Often, such leaders express narrow views, including on the national language, mainly to cover up their own inadequacy in the matter, or to distract the people from real matters affecting the people.
“The sentiments used to justify their arguments are often flawed and not taking into account recent developments in those countries itself. One example is how they often use Japan as a modern country without the need to “master English”.
However, the fact is many major Japanese companies and the government of Japan have made huge strides to promote the use of English in their daily business, he said.
Car-maker giants Honda followed Nissan’s move to adopt English in 2013 and since 2020, Honda executives cannot be promoted unless they pass an English competency test.
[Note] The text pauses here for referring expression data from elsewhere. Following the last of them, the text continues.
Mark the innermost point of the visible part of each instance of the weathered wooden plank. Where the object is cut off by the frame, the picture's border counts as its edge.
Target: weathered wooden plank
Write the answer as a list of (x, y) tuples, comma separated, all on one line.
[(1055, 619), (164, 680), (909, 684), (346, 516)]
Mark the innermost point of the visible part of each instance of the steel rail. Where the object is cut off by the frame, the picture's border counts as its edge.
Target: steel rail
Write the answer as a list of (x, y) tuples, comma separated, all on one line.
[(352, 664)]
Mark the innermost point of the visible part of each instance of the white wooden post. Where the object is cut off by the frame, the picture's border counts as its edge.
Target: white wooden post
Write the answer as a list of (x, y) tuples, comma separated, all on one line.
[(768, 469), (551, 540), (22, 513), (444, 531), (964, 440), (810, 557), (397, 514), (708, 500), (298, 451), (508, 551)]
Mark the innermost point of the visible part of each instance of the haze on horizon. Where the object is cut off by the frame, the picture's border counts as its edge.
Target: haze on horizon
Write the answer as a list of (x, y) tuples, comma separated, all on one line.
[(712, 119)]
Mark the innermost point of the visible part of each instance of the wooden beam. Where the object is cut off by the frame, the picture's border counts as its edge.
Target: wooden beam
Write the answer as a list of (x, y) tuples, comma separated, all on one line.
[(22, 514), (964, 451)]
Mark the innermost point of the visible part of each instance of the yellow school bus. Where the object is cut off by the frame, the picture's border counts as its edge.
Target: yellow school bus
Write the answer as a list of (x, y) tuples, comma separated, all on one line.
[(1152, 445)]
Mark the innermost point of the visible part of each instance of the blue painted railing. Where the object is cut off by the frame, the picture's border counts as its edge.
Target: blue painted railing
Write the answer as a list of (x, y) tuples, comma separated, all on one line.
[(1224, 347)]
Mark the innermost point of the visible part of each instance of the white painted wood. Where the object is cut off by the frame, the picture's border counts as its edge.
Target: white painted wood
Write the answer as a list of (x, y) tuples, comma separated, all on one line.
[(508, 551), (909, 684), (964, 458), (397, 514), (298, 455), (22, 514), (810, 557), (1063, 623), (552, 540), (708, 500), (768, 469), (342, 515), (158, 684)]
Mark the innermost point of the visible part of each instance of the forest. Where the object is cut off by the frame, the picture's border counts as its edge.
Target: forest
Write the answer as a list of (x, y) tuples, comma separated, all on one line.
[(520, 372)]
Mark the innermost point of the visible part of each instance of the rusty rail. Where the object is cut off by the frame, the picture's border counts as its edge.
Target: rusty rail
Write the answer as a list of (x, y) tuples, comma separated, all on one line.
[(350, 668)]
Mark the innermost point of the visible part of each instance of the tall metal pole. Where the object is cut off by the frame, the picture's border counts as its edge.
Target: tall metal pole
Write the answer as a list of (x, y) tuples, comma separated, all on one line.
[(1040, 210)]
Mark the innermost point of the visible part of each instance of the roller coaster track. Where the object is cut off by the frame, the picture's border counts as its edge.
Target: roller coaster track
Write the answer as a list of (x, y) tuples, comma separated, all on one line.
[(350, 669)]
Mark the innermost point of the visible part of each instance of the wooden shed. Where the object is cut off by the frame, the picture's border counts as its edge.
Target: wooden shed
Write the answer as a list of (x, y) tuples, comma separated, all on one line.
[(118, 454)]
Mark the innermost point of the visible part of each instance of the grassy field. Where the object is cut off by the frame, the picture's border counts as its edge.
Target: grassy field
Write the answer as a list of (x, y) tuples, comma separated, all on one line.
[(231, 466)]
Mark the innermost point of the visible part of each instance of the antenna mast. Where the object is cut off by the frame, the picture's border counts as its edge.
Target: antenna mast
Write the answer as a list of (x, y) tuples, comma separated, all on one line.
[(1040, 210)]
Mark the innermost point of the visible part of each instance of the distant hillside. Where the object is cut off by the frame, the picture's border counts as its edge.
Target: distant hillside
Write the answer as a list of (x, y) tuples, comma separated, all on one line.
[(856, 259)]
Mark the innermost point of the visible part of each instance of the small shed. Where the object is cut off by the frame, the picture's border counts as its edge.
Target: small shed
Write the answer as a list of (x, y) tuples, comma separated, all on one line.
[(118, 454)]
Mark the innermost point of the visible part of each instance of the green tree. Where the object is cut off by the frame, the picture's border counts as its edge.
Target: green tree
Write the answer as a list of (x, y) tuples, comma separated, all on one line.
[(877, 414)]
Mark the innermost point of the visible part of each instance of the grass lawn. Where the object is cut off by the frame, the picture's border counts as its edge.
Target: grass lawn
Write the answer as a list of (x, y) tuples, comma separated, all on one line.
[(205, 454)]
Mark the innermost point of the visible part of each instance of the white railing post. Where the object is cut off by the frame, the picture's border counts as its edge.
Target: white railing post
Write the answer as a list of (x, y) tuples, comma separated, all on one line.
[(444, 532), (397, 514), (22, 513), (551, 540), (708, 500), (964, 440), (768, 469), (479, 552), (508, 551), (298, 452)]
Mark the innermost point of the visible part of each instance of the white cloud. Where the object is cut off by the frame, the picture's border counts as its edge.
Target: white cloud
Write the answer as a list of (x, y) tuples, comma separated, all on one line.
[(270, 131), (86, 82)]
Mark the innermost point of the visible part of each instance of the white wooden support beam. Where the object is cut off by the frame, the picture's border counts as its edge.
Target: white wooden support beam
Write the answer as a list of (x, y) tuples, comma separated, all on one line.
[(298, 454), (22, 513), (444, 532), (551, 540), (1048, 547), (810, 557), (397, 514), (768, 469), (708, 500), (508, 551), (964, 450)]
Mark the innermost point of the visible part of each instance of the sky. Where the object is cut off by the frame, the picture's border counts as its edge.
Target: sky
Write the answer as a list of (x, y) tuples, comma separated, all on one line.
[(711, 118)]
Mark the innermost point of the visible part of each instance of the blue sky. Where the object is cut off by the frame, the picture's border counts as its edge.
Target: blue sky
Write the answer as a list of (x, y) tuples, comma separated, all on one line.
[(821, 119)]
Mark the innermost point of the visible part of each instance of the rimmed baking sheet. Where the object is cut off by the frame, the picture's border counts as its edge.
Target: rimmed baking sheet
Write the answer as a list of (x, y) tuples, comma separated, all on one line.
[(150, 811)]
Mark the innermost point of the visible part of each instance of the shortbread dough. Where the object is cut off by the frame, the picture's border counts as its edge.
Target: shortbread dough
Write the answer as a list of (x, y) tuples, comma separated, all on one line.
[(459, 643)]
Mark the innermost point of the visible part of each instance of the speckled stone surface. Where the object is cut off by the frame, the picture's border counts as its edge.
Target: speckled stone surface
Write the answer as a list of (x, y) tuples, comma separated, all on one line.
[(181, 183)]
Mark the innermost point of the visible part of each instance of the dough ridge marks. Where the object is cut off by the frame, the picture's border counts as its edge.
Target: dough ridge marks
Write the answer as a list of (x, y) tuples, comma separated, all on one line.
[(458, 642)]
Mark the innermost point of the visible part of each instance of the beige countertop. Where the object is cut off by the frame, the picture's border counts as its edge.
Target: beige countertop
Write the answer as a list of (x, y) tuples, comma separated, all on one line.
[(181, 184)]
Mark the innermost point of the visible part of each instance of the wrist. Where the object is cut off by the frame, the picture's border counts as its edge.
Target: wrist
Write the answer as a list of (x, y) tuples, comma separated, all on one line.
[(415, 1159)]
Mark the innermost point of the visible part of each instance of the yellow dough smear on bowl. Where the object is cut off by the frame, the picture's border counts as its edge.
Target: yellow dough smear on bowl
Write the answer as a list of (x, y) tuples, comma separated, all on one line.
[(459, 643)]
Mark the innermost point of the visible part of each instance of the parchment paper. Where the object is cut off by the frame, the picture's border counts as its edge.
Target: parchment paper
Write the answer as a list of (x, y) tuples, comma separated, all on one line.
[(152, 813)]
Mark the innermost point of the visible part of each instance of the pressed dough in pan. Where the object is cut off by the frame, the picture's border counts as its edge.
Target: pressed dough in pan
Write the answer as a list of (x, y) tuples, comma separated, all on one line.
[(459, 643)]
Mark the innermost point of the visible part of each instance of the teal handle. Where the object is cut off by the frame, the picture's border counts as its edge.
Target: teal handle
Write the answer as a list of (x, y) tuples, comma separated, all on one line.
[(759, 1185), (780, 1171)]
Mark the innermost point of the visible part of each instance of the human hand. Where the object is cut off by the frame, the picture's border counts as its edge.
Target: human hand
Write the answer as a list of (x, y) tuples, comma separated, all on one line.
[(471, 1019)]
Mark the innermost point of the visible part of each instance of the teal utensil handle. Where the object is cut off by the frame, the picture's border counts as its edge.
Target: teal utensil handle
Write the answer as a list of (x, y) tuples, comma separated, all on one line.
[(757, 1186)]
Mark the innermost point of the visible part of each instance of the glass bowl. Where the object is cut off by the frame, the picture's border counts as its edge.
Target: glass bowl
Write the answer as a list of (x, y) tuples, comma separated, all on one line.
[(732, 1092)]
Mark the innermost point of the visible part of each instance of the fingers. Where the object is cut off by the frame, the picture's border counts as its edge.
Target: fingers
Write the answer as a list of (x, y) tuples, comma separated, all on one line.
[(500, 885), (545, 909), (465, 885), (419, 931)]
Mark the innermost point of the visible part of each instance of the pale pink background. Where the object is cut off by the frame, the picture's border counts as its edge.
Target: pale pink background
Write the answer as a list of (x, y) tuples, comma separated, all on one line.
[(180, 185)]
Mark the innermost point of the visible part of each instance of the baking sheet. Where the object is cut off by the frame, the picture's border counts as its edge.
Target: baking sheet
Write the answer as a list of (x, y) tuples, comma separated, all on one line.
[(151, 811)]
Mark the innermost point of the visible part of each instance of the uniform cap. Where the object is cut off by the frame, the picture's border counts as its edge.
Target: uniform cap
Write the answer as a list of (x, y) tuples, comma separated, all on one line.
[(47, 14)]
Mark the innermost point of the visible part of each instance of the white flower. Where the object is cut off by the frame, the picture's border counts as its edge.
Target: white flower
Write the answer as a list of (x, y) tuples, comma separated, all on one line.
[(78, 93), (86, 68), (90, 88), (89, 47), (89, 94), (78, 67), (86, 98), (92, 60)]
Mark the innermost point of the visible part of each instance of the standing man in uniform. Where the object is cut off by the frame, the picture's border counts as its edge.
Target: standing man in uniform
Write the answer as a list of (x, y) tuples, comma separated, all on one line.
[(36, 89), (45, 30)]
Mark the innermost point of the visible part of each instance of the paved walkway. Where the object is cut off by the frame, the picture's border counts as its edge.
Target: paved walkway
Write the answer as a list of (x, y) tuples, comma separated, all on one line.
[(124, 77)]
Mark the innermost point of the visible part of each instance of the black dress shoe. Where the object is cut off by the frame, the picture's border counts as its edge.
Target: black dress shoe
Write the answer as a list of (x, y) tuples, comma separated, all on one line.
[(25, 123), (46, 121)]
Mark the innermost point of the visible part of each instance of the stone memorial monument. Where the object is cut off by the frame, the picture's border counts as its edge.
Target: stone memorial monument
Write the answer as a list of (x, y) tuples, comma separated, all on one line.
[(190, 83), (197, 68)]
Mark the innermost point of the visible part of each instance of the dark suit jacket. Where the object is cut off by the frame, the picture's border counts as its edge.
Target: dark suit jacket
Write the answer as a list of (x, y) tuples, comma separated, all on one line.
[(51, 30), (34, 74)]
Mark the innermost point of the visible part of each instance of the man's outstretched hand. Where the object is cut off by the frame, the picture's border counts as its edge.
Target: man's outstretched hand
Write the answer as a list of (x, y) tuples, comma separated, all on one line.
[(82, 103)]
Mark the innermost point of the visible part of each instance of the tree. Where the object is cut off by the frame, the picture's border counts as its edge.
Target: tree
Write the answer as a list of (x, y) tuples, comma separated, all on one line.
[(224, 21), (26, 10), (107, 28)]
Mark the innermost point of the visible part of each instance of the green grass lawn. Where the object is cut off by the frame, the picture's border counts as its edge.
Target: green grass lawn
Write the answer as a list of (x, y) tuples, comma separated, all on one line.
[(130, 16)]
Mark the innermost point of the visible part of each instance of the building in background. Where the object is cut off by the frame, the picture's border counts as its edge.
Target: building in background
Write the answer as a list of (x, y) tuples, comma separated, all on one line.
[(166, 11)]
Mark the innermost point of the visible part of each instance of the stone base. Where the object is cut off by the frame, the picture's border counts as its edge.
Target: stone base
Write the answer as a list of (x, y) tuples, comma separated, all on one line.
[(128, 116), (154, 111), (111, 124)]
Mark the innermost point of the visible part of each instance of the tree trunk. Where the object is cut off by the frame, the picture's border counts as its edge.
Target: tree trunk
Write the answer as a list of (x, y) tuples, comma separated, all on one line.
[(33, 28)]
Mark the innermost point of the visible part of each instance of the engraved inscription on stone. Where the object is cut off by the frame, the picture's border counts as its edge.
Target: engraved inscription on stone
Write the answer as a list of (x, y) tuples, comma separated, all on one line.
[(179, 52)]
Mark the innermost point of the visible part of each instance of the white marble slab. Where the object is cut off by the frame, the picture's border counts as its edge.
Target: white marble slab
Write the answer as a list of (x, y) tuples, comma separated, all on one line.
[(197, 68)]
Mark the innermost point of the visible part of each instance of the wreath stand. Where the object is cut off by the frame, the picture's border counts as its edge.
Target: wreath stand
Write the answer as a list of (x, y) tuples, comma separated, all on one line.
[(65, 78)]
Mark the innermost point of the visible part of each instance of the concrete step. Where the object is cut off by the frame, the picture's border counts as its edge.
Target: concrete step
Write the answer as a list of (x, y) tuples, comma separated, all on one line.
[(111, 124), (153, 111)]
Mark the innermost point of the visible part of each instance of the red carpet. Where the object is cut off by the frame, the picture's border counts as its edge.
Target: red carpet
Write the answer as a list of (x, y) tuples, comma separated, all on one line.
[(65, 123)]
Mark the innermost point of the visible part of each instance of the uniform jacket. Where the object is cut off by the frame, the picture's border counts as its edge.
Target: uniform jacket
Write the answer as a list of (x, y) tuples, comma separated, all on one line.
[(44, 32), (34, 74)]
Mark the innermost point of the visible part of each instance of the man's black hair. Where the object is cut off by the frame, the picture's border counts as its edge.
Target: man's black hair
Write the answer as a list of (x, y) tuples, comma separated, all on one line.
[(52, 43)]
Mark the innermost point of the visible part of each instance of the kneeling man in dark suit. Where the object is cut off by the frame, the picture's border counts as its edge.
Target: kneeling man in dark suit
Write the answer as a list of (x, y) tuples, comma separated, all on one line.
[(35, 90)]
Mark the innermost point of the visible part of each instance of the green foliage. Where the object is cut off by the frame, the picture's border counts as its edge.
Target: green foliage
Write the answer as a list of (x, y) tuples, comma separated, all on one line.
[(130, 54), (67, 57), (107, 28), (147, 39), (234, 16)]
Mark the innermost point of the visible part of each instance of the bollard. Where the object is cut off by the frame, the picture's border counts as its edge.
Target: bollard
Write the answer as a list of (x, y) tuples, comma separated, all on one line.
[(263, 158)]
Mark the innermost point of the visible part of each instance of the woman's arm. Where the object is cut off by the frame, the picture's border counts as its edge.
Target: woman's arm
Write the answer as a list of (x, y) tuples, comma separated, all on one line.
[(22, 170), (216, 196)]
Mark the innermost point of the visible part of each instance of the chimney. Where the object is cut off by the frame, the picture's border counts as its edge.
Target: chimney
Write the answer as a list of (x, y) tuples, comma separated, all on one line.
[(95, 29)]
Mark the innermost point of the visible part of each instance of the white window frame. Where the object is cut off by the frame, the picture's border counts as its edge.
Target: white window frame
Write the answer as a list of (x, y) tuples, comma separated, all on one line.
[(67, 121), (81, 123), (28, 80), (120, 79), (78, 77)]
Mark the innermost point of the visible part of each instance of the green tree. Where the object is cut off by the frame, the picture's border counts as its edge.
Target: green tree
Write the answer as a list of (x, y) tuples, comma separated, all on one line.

In 2016, Mitsubishi Motors also adopted English, partly because it had become part of the expanded Renault Nissan Mitsubishi Motors Alliance.
Similarly, tyre manufacturer Bridgestone also adopted English in 2013, the same year as Honda.
Several big name Japanese companies outside the manufacturing sector have also adopted English as their main working language, including stock trading platform Rakuten, as well fashion retailer Uniqlo.
Hence, it is a huge concern that in Malaysia instead of diversifying and encouraging a greater mastery of multiple languages, the leaders “seem to be going backwards,” Dr Yii said.
“Our leaders must realise that we live in a competitive, volatile, globalized era, where cross-border partnerships are essential for survival, which also implies the need for multi-cultural awareness.
“The ability to speak multiple languages has always been Malaysia’s strength especially for us to remain competitive in the global market.”